I am experimenting with using forgejo instead of GitHub for my personal projects. So far I like it, however I would like to make it available to the outside world at some point.
I was wondering what kind of traps I should avoid. The following things come to mind so far:
- Forgejo Actions seem like a massive potential security risk, however I do not intend to enable sign up for other
- OpenID appears to be a thing for forgejo, I do not know how it works and it seems like it would allow access to my instance even with registering disabled
- I would put the instance behind a nginx as reverse proxy, but how do you keep bot traffic to a minimum? Anubis?

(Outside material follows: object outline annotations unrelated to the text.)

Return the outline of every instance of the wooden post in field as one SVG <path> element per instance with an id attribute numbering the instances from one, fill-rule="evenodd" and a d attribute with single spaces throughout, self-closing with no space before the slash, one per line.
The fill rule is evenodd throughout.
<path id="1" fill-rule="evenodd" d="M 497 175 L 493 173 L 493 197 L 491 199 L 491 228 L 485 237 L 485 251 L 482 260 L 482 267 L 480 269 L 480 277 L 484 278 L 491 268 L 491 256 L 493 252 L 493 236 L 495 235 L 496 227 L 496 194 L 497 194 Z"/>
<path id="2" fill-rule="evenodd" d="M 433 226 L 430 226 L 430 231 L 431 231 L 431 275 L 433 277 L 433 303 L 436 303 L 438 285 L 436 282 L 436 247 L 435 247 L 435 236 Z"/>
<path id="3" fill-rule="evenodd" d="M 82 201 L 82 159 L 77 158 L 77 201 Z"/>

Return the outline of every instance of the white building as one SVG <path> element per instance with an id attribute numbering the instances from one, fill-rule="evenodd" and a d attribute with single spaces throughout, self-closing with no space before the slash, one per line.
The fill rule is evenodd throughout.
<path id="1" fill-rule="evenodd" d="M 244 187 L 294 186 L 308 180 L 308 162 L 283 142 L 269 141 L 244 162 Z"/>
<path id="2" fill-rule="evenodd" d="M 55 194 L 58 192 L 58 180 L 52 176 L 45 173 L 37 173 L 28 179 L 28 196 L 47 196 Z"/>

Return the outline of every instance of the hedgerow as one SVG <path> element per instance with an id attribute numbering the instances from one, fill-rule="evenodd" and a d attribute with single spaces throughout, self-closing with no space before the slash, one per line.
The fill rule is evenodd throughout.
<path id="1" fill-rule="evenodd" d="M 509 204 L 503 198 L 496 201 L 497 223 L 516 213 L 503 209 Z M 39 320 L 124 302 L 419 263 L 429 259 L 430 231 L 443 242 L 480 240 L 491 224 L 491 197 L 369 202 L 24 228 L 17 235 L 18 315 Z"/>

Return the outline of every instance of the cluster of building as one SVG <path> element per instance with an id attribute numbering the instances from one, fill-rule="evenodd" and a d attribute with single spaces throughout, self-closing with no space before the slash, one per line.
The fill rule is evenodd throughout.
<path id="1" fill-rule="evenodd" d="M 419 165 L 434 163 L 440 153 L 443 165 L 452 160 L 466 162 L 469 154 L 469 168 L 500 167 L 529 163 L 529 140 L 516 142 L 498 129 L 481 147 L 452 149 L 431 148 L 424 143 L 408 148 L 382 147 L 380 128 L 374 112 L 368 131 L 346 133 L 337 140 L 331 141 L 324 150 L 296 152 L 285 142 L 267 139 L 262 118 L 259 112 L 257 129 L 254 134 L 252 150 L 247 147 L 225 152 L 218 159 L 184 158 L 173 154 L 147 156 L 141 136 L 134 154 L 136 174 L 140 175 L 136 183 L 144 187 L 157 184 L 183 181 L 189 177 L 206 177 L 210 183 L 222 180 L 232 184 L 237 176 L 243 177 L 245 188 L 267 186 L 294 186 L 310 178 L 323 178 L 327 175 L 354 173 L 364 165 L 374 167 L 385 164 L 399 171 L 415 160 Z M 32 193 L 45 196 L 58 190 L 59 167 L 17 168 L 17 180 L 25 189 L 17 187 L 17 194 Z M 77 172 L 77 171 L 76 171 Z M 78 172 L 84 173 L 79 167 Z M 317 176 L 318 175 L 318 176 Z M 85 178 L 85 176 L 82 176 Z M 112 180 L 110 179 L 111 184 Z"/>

I feel like there are a ton of things I have not thought of, which is why I am holding off on making anything available without a VPN so far.

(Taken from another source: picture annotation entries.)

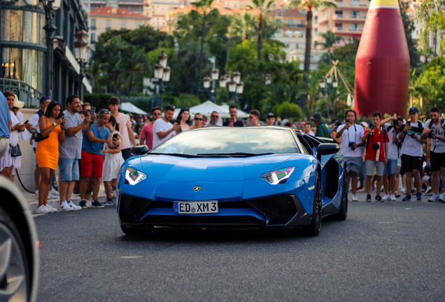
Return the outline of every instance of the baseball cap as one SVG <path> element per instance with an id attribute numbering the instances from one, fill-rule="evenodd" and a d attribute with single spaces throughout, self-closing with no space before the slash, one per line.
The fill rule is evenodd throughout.
<path id="1" fill-rule="evenodd" d="M 267 113 L 267 115 L 266 115 L 266 118 L 270 118 L 270 117 L 275 117 L 275 115 L 274 115 L 274 113 Z"/>
<path id="2" fill-rule="evenodd" d="M 411 107 L 408 112 L 414 111 L 416 113 L 418 113 L 418 110 L 416 107 Z"/>

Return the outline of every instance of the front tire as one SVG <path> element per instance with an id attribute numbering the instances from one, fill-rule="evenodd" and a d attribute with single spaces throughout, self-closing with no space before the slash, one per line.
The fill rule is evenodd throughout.
<path id="1" fill-rule="evenodd" d="M 17 226 L 0 208 L 0 301 L 30 300 L 32 278 Z"/>
<path id="2" fill-rule="evenodd" d="M 304 233 L 311 237 L 318 236 L 321 230 L 321 180 L 318 173 L 316 174 L 314 190 L 312 220 L 310 224 L 302 228 Z"/>

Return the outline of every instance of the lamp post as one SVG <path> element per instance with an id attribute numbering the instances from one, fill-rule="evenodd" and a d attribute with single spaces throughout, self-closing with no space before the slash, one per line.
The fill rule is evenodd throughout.
<path id="1" fill-rule="evenodd" d="M 81 28 L 74 35 L 76 37 L 76 42 L 74 42 L 74 54 L 76 55 L 76 59 L 79 64 L 80 70 L 79 71 L 80 78 L 80 91 L 79 96 L 80 99 L 83 98 L 83 85 L 82 81 L 85 77 L 85 73 L 83 69 L 88 59 L 88 43 L 85 41 L 85 38 L 87 37 L 88 34 Z"/>
<path id="2" fill-rule="evenodd" d="M 46 96 L 52 94 L 52 76 L 54 73 L 54 45 L 52 35 L 57 27 L 54 24 L 55 15 L 60 9 L 61 0 L 39 0 L 43 4 L 45 24 L 43 29 L 46 34 Z"/>
<path id="3" fill-rule="evenodd" d="M 170 73 L 171 72 L 171 69 L 167 64 L 167 58 L 168 56 L 162 51 L 157 57 L 157 64 L 155 65 L 155 78 L 159 80 L 159 92 L 161 94 L 160 106 L 162 108 L 164 108 L 164 92 L 165 91 L 164 82 L 170 80 Z"/>

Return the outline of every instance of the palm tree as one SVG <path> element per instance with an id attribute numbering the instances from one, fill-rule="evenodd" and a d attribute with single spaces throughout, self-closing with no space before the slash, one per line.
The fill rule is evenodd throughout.
<path id="1" fill-rule="evenodd" d="M 312 44 L 312 9 L 320 6 L 337 7 L 337 4 L 327 0 L 292 0 L 289 6 L 305 9 L 307 10 L 306 15 L 306 51 L 304 52 L 304 72 L 309 73 L 309 66 L 311 64 L 311 45 Z M 303 78 L 306 83 L 308 79 L 306 76 Z M 306 108 L 306 101 L 307 94 L 302 95 L 299 99 L 299 106 L 302 110 L 304 112 Z"/>
<path id="2" fill-rule="evenodd" d="M 317 47 L 320 45 L 323 48 L 323 49 L 327 50 L 327 60 L 328 60 L 327 64 L 330 65 L 332 64 L 331 48 L 332 48 L 332 46 L 334 46 L 334 44 L 335 44 L 336 43 L 340 42 L 340 41 L 341 41 L 341 37 L 339 36 L 336 36 L 335 34 L 334 34 L 331 31 L 327 31 L 325 33 L 320 34 L 320 36 L 321 36 L 325 39 L 325 42 L 320 43 L 318 41 L 316 41 L 314 44 L 314 47 Z"/>
<path id="3" fill-rule="evenodd" d="M 258 37 L 258 61 L 261 61 L 261 50 L 262 49 L 262 22 L 264 18 L 264 15 L 270 11 L 270 7 L 274 1 L 275 0 L 269 0 L 264 6 L 266 0 L 252 0 L 253 7 L 248 6 L 248 7 L 252 9 L 256 8 L 260 10 L 260 15 L 258 15 L 258 29 L 257 30 L 257 36 Z"/>
<path id="4" fill-rule="evenodd" d="M 201 73 L 202 71 L 202 58 L 204 57 L 204 43 L 206 39 L 206 15 L 207 10 L 211 8 L 213 0 L 199 0 L 199 2 L 192 3 L 197 8 L 202 8 L 202 36 L 201 37 L 201 51 L 199 52 L 199 66 L 198 68 L 198 89 L 197 89 L 197 96 L 199 97 L 199 87 L 201 87 Z"/>

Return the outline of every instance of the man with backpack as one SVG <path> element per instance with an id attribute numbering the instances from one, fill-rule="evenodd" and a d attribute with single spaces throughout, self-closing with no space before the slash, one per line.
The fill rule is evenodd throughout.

I run a forgejo server on the internet for myself so here’s my two cents.
OpenID or any other log in method is just a way to log in to an account on the forgejo server. With registrations disabled it shouldn’t be able to create an account, so there should be no issue. All the extra auth methods also need to be configured and are disabled by default.

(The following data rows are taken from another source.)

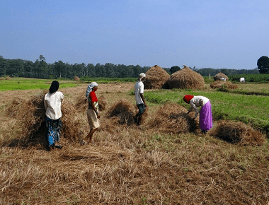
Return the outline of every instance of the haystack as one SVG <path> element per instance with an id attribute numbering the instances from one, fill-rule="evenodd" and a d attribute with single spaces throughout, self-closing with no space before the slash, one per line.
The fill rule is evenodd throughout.
<path id="1" fill-rule="evenodd" d="M 217 74 L 214 75 L 214 81 L 220 81 L 221 78 L 226 78 L 226 81 L 229 80 L 229 78 L 227 75 L 223 73 L 218 73 Z"/>
<path id="2" fill-rule="evenodd" d="M 173 73 L 170 76 L 167 81 L 167 85 L 169 89 L 203 88 L 205 80 L 200 74 L 184 66 L 183 69 Z"/>
<path id="3" fill-rule="evenodd" d="M 229 143 L 241 145 L 261 146 L 265 142 L 265 137 L 260 131 L 255 131 L 241 122 L 219 121 L 210 134 Z"/>
<path id="4" fill-rule="evenodd" d="M 115 102 L 108 110 L 107 118 L 115 117 L 120 124 L 131 125 L 134 124 L 134 107 L 126 99 Z"/>
<path id="5" fill-rule="evenodd" d="M 167 134 L 195 132 L 198 119 L 193 120 L 187 109 L 177 103 L 167 102 L 161 107 L 149 123 L 149 129 Z"/>
<path id="6" fill-rule="evenodd" d="M 170 75 L 160 66 L 155 65 L 146 72 L 144 81 L 145 89 L 161 89 L 169 78 Z"/>
<path id="7" fill-rule="evenodd" d="M 17 145 L 28 146 L 40 144 L 45 146 L 45 110 L 44 97 L 47 92 L 33 96 L 29 100 L 13 100 L 7 109 L 7 115 L 18 119 L 22 131 Z M 80 135 L 80 120 L 76 119 L 76 110 L 67 100 L 62 105 L 62 129 L 61 137 L 69 141 L 78 139 Z"/>
<path id="8" fill-rule="evenodd" d="M 80 81 L 80 78 L 79 78 L 79 77 L 78 77 L 78 76 L 74 76 L 74 81 Z"/>

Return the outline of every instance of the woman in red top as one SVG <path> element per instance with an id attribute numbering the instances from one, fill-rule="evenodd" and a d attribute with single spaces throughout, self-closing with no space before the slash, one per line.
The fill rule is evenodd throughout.
<path id="1" fill-rule="evenodd" d="M 87 139 L 89 143 L 91 143 L 93 133 L 100 127 L 98 120 L 100 118 L 100 114 L 98 112 L 98 100 L 96 95 L 96 91 L 98 88 L 98 84 L 96 82 L 92 82 L 88 85 L 86 91 L 86 95 L 87 95 L 88 100 L 87 117 L 88 124 L 90 125 L 90 132 L 86 136 L 86 139 Z"/>

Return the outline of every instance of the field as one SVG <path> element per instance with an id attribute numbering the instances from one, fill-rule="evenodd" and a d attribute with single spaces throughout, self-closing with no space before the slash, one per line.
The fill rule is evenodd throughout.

Bot traffic can be pretty horrendous once they find your server, I’d say Anubis is basically a requirement at this point. I would also strongly recommend setting up fail2ban for http and ssh, and disabling ssh password auth.
Ah I see, I kinda assumed that OpenID would allow anyone with an OpenID server to just log in. That seemed like it would cause immediate spam issues. It would definitely be nice if I could allow users to create issues or stuff like that at some point. I will definitely have to take a look at fail2ban before I make it available. Thank you.